L’article 47 de la LOLF dispose que, pour l’application de l’article 40, « la charge s’entend, s’agissant des amendements s’appliquant aux crédits, de la mission ». Il en résulte une faculté nouvelle pour les parlementaires, qui peuvent proposer des mouvements de crédits entre les programmes d’une même mission sans augmenter le montant global de cette dernière. La base du droit d’amendement, qui s’exerçait auparavant au niveau du chapitre budgétaire, a donc été élargie. Cet assouplissement sensible ne concerne que les amendements relatifs aux crédits.

Les amendements de crédits doivent être précisément motivés, c’est-à-dire que tant l’augmentation des crédits d’un programme que la diminution des crédits d’un ou plusieurs autres programmes doivent être justifiées et faire l’objet d’une imputation précise.

En application du dernier alinéa de l’article 47 de la LOLF, les amendements, quel que soit le texte sur lequel ils portent, doivent être conformes aux dispositions de la loi organique.
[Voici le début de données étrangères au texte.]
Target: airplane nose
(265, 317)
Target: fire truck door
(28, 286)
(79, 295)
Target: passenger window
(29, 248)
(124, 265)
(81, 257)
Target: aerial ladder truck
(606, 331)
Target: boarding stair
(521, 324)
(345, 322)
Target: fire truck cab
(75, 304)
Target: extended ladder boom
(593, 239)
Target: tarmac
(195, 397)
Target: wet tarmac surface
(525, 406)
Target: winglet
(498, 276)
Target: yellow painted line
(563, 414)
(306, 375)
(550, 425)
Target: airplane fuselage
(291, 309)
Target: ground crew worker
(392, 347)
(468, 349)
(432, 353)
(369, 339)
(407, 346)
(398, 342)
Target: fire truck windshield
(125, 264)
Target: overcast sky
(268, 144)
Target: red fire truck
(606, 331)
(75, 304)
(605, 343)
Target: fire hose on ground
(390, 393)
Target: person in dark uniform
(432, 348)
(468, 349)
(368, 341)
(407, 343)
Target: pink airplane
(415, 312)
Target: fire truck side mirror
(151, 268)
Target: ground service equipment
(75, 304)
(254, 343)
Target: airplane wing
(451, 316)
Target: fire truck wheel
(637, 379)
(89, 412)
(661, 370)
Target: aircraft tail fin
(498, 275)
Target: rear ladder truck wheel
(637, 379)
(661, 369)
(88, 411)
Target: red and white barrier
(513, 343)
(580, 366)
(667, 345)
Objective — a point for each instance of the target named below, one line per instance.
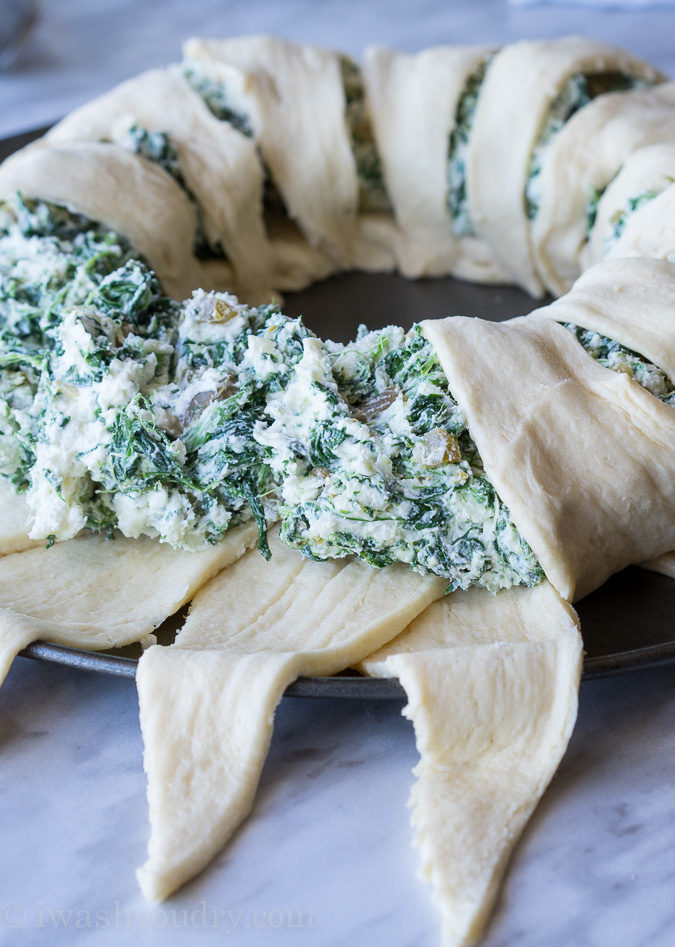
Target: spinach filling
(158, 148)
(221, 102)
(578, 91)
(372, 189)
(458, 147)
(218, 97)
(386, 468)
(121, 409)
(621, 359)
(620, 218)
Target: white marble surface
(327, 848)
(326, 859)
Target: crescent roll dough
(412, 101)
(630, 301)
(520, 85)
(224, 676)
(650, 169)
(583, 158)
(650, 231)
(95, 593)
(492, 686)
(582, 456)
(109, 184)
(221, 166)
(297, 105)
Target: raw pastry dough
(582, 456)
(250, 632)
(650, 231)
(412, 100)
(221, 167)
(297, 105)
(109, 184)
(630, 301)
(95, 593)
(520, 85)
(492, 687)
(648, 169)
(584, 157)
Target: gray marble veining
(326, 858)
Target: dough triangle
(207, 702)
(492, 719)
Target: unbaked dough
(250, 632)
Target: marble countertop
(326, 857)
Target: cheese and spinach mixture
(621, 359)
(122, 409)
(578, 91)
(458, 150)
(228, 102)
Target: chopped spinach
(458, 149)
(578, 91)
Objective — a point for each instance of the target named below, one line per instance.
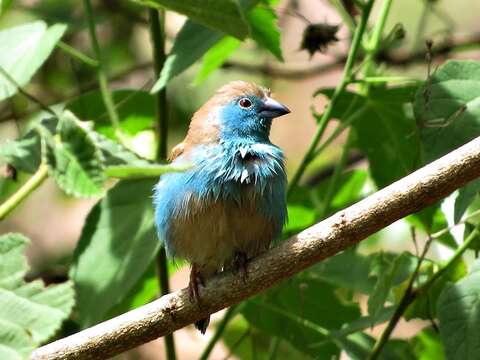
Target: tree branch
(325, 239)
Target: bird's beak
(272, 108)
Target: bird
(230, 203)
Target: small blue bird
(230, 205)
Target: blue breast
(234, 172)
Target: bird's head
(238, 111)
(247, 110)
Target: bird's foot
(195, 279)
(239, 263)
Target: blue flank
(243, 159)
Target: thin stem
(101, 71)
(218, 332)
(336, 177)
(346, 78)
(77, 54)
(26, 189)
(274, 346)
(157, 33)
(339, 130)
(376, 39)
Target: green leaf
(136, 110)
(447, 108)
(264, 29)
(292, 311)
(354, 277)
(120, 231)
(219, 15)
(459, 314)
(299, 218)
(151, 170)
(384, 131)
(74, 160)
(465, 197)
(359, 346)
(425, 307)
(4, 5)
(23, 49)
(191, 43)
(390, 274)
(23, 154)
(114, 153)
(30, 313)
(428, 346)
(216, 56)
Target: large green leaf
(4, 5)
(459, 314)
(447, 108)
(425, 307)
(191, 43)
(23, 49)
(30, 313)
(355, 276)
(74, 160)
(216, 56)
(117, 244)
(136, 110)
(303, 311)
(390, 274)
(219, 15)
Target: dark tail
(202, 324)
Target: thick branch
(325, 239)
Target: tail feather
(202, 324)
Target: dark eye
(245, 103)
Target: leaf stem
(26, 189)
(156, 20)
(74, 53)
(411, 294)
(334, 181)
(101, 71)
(346, 79)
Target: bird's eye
(245, 103)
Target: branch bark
(325, 239)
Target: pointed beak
(272, 108)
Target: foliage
(393, 124)
(30, 313)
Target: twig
(325, 239)
(402, 306)
(77, 54)
(26, 189)
(232, 310)
(346, 78)
(157, 32)
(334, 181)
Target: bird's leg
(239, 263)
(195, 279)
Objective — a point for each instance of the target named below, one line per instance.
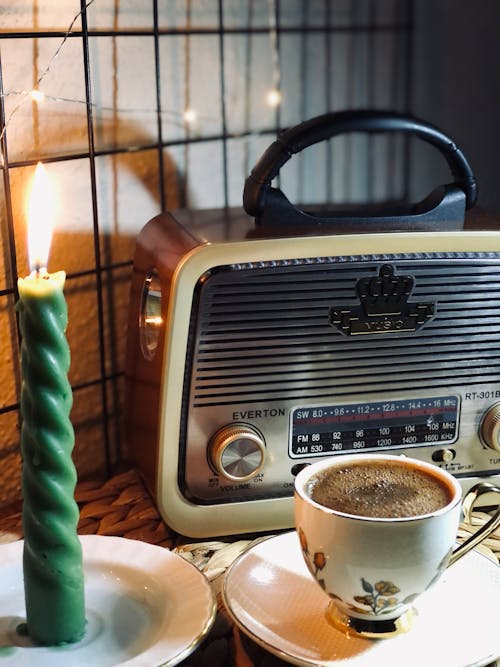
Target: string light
(190, 117)
(273, 98)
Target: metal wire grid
(363, 19)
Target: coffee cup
(377, 531)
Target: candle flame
(40, 220)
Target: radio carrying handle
(444, 207)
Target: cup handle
(469, 500)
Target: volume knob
(237, 451)
(490, 427)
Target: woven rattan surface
(122, 506)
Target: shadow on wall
(128, 194)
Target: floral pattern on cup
(379, 597)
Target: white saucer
(145, 607)
(273, 599)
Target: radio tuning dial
(490, 427)
(237, 452)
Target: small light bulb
(190, 116)
(37, 95)
(273, 98)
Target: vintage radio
(256, 347)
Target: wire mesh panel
(136, 107)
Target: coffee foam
(383, 489)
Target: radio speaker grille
(263, 330)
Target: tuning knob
(490, 427)
(237, 451)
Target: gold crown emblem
(384, 306)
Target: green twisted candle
(52, 558)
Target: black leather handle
(295, 139)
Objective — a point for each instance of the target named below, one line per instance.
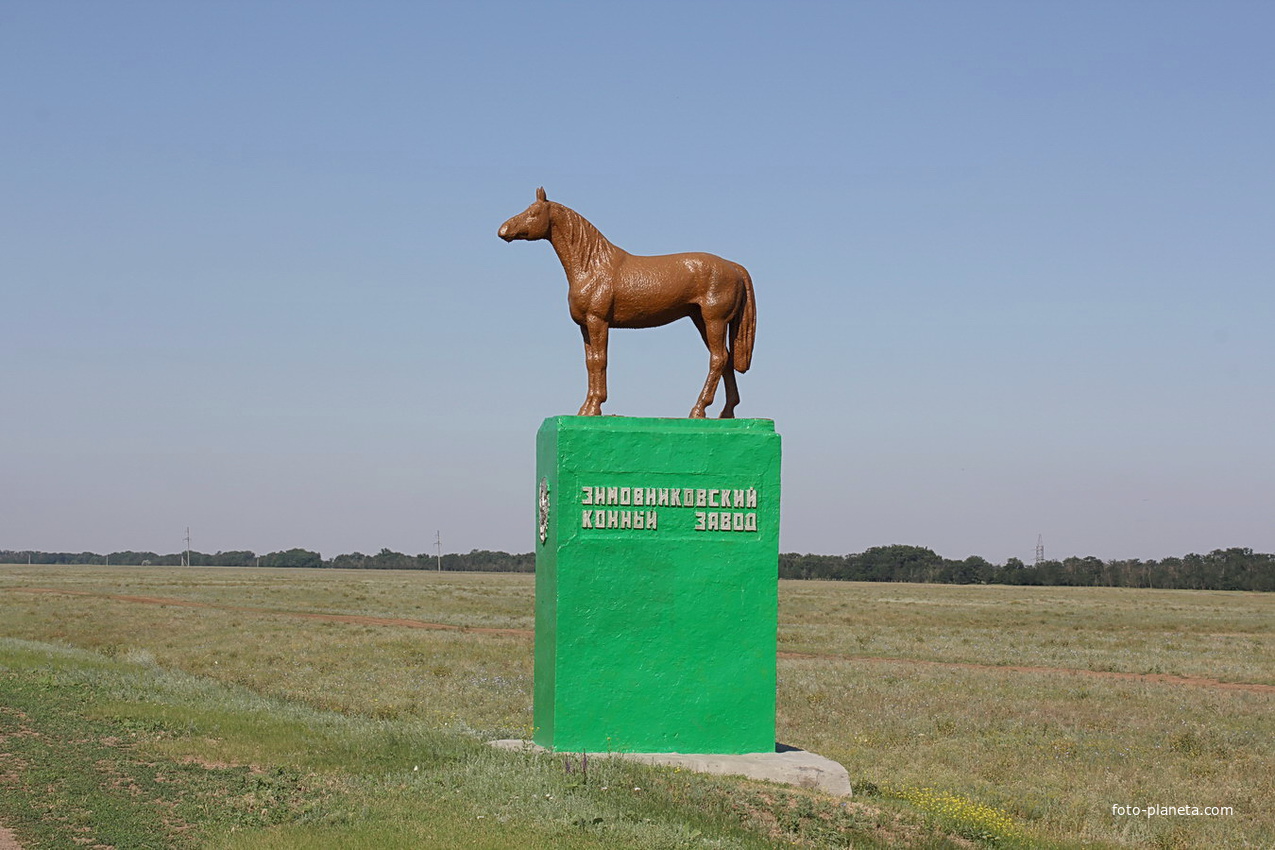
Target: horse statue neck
(580, 246)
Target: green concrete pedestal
(657, 585)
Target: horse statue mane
(607, 287)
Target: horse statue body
(607, 287)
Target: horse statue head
(532, 223)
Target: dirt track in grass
(1160, 678)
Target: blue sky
(1014, 264)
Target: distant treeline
(1219, 570)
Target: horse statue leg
(594, 331)
(714, 337)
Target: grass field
(235, 707)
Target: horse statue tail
(743, 326)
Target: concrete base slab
(787, 765)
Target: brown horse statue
(607, 287)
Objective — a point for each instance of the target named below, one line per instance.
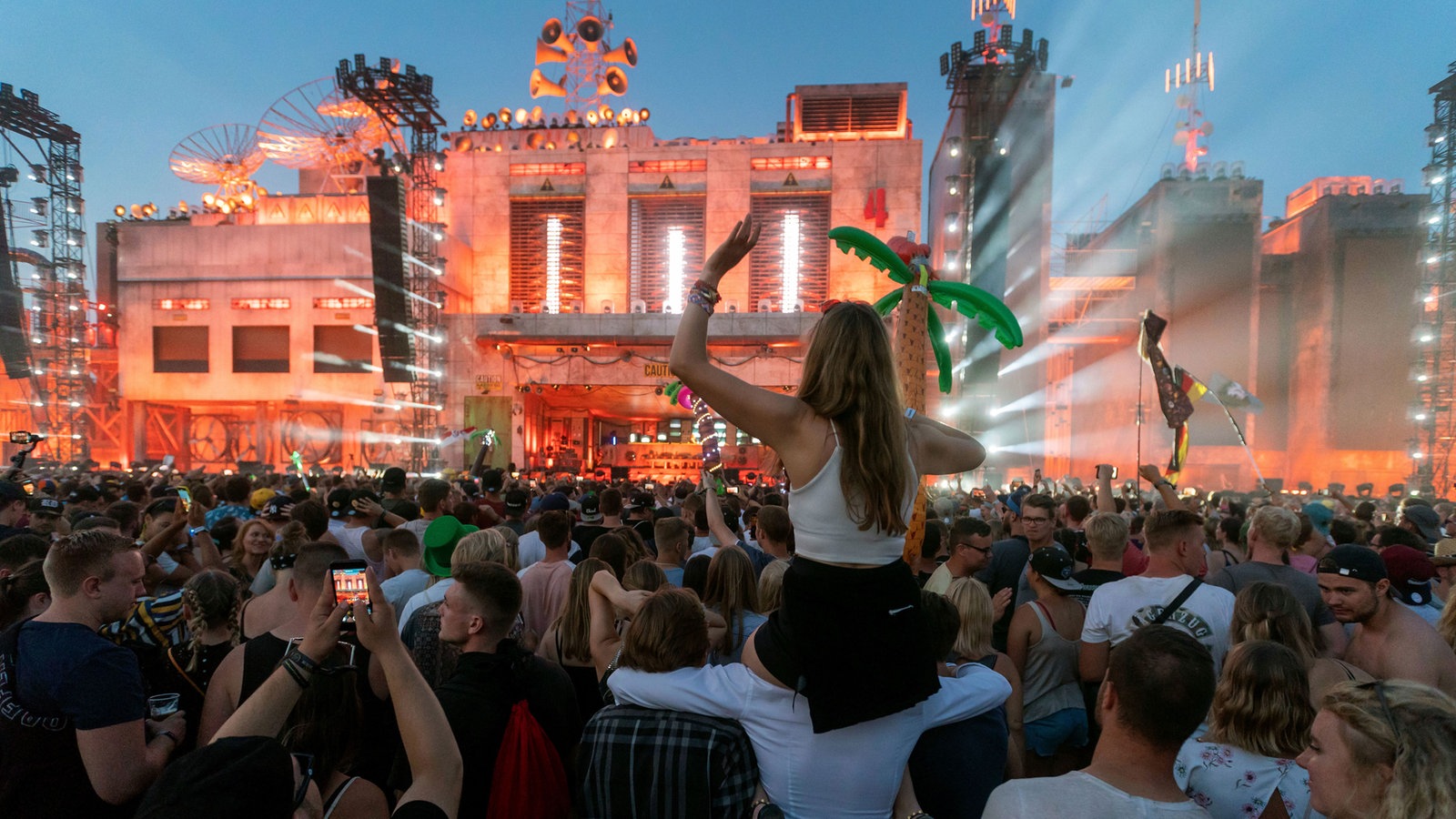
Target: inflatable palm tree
(906, 263)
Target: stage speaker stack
(389, 232)
(14, 347)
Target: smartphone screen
(349, 586)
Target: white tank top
(823, 528)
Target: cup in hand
(162, 705)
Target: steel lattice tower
(1434, 369)
(407, 101)
(57, 329)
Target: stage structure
(53, 347)
(594, 69)
(319, 127)
(1187, 77)
(405, 101)
(1434, 372)
(225, 157)
(995, 160)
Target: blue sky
(1305, 87)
Cette disposition a notamment pour effet de protéger le domaine exclusif des lois de finances : ainsi, sont irrecevables les amendements qui proposent d’introduire dans un autre texte des dispositions ne pouvant figurer qu’en loi de finances (par exemple, l’affectation au profit d’une autre personne morale d’une recette établie au profit de l’État).

2. – Projets de lois de financement de la sécurité sociale

La loi organique du 2 août 2005 relative aux lois de financement de la sécurité sociale a prévu un régime de recevabilité financière similaire. Elle dispose notamment que « la charge s’entend, s’agissant des amendements aux projets de loi de financement de la sécurité sociale s’appliquant aux objectifs de dépenses, de chaque objectif de dépenses par branche ou de l’objectif national de dépenses d’assurance maladie ». Les parlementaires peuvent donc présenter des amendements majorant le montant d’un ou plusieurs sous-objectifs inclus dans un objectif de dépenses, à condition de ne pas augmenter le montant de ce dernier.

Cette loi organique prévoit également la protection du domaine des lois de financement de la sécurité sociale, notamment de leur domaine exclusif (par exemple, l’affectation à un tiers d’une recette exclusive des régimes sociaux).